可行的促进作用-批评:为保证国家安全而限制的加强学习,以确保国家安全 (Feasible Actor-Critic: Constrained Reinforcement Learning for Ensuring Statewise Safety) - 专知论文

会员服务 ·

0

FAC · 可行 · 互补松弛 · 拉格朗日函数 · 强化学习 ·

2021 年 5 月 28 日

Feasible Actor-Critic: Constrained Reinforcement Learning for Ensuring Statewise Safety

翻译：可行的促进作用-批评:为保证国家安全而限制的加强学习,以确保国家安全

Haitong Ma,Yang Guan,Shegnbo Eben Li,Xiangteng Zhang,Sifa Zheng,Jianyu Chen

from arxiv, There are some confusions in Theorem 2 in section 4. We will resubmit it until this problem is fixed

The safety constraints commonly used by existing safe reinforcement learning (RL) methods are defined only on expectation of initial states, but allow each certain state to be unsafe, which is unsatisfying for real-world safety-critical tasks. In this paper, we introduce the feasible actor-critic (FAC) algorithm, which is the first model-free constrained RL method that considers statewise safety, e.g, safety for each initial state. We claim that some states are inherently unsafe no matter what policy we choose, while for other states there exist policies ensuring safety, where we say such states and policies are feasible. By constructing a statewise Lagrange function available on RL sampling and adopting an additional neural network to approximate the statewise Lagrange multiplier, we manage to obtain the optimal feasible policy which ensures safety for each feasible state and the safest possible policy for infeasible states.
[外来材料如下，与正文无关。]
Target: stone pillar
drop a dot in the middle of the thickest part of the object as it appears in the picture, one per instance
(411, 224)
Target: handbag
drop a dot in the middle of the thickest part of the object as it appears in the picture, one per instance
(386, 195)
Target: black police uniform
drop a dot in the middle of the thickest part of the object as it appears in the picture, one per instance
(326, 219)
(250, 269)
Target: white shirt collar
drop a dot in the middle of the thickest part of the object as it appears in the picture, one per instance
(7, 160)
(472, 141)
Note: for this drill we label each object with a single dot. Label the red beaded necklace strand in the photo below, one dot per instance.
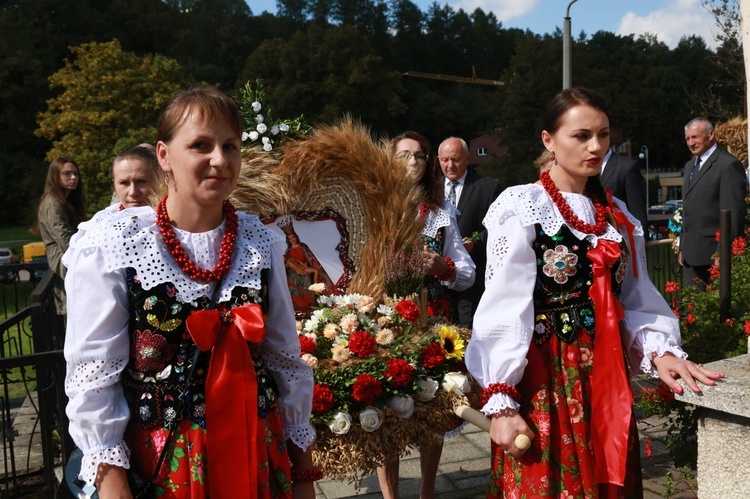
(601, 211)
(180, 256)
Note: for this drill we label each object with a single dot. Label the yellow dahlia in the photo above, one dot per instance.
(452, 343)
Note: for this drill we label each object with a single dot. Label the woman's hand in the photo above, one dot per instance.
(505, 427)
(112, 482)
(670, 368)
(434, 264)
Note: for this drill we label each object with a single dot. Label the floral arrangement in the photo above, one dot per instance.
(706, 339)
(675, 229)
(385, 379)
(261, 128)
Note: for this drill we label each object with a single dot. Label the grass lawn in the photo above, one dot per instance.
(16, 237)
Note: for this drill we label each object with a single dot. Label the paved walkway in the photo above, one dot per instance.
(465, 467)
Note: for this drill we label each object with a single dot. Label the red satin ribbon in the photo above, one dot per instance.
(231, 398)
(623, 220)
(611, 399)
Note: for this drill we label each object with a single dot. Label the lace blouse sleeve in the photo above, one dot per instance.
(505, 316)
(651, 326)
(96, 352)
(453, 248)
(281, 353)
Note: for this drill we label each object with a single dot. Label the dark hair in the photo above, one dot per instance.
(73, 201)
(433, 191)
(560, 104)
(206, 102)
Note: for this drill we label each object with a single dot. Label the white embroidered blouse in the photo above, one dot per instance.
(453, 247)
(504, 320)
(97, 343)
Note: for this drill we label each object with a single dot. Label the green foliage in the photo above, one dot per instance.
(706, 339)
(109, 99)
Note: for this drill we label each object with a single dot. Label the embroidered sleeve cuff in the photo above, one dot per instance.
(303, 436)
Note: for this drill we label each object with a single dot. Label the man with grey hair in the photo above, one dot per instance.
(472, 196)
(712, 181)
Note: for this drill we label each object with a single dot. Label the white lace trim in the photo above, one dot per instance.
(116, 455)
(435, 219)
(130, 238)
(532, 205)
(499, 402)
(302, 436)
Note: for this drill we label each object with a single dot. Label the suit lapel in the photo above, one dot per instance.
(466, 192)
(704, 168)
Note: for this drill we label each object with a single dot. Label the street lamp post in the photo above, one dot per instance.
(567, 65)
(642, 155)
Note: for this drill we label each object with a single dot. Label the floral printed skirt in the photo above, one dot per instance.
(184, 473)
(556, 404)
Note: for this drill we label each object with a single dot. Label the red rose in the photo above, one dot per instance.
(362, 344)
(738, 246)
(433, 355)
(400, 373)
(366, 388)
(306, 345)
(322, 399)
(408, 310)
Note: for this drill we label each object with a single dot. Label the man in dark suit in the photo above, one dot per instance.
(623, 176)
(713, 180)
(472, 195)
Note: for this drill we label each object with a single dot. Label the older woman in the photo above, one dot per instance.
(61, 208)
(150, 288)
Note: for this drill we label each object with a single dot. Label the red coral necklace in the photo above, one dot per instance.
(180, 256)
(599, 228)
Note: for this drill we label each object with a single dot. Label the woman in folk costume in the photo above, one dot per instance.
(447, 265)
(147, 289)
(567, 309)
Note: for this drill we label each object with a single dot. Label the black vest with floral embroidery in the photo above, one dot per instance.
(562, 305)
(161, 350)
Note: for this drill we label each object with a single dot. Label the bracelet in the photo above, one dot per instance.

Furthermore, the trained multiplier net can indicate whether a given state is feasible or not through the statewise complementary slackness condition. We provide theoretical guarantees that FAC outperforms previous expectation-based constrained RL methods in terms of both constraint satisfaction and reward optimization. Experimental results on both robot locomotive tasks and safe exploration tasks verify the safety enhancement and feasibility interpretation of the proposed method.

翻译：现有安全强化学习(RL)方法通常使用的安全限制仅根据对初始国家的期望来确定,但允许每个特定国家处于不安全状态,这对现实世界的安全至关重要的任务是不满意的。在本文件中,我们引入了可行的行为者-批评算法(FAC)算法(FAC),这是第一种无模型限制的RL方法,认为是州性安全,例如每个初始国家的安全。我们声称,有些国家本质上是不安全的,不管我们选择什么政策,而另一些国家则有确保安全的政策,我们认为此类国家和政策是可行的。通过在RL取样方面建立一个州性拉格朗函数,并采用额外的神经网络,以接近州性拉格朗乘数,我们设法获得最佳可行的政策,确保每个可行国家的安全,并为不可行国家制定最安全的政策。此外,经过培训的乘数网可以表明某个州是否可行,不管我们选择什么政策,而其他国家则有确保安全,而我们说,在这些国家和政策是可行的情况下,有这样的政策。我们提供理论保证,在限制满意度和优化安全可行性提高试验方法方面,同时核查拟议的实验性试验方法。

0

相关内容

FAC

这本杂志的目的是发表理论和实践相结合的文章。目的是推广应用研究。因此，新的理论贡献是受欢迎的，他们的动机是潜在的应用；现有的形式主义的应用是有趣的，如果他们展示了一些新颖的方法或应用。官网链接：https://link.springer.com/journal/165

Fariz Darari简明《博弈论Game Theory》介绍，35页ppt

Fariz Darari简明《博弈论Game Theory》介绍，35页ppt

专知会员服务

111+阅读 · 2020年5月15日

【牛津大学】深度残差强化学习，Deep Residual Reinforcement Learning

【牛津大学】深度残差强化学习，Deep Residual Reinforcement Learning

专知会员服务

84+阅读 · 2020年2月18日

【AAAI2020教程】强化学习中的Exploration-Exploitation in Reinforcement Learning

专知会员服务

101+阅读 · 2020年2月8日

深度强化学习策略梯度教程，53页ppt

深度强化学习策略梯度教程，53页ppt

专知会员服务

184+阅读 · 2020年2月1日

【Google DeepMind & 斯坦福 AAAI2020】Options of Interest Temporal Abstraction with Interest Function

【Google DeepMind & 斯坦福 AAAI2020】Options of Interest Temporal Abstraction with Interest Function

专知会员服务

5+阅读 · 2020年1月5日

实时强化学习《Real-Time Reinforcement Learning》S Ramstedt, C Pal [Mila, Element AI] (2019)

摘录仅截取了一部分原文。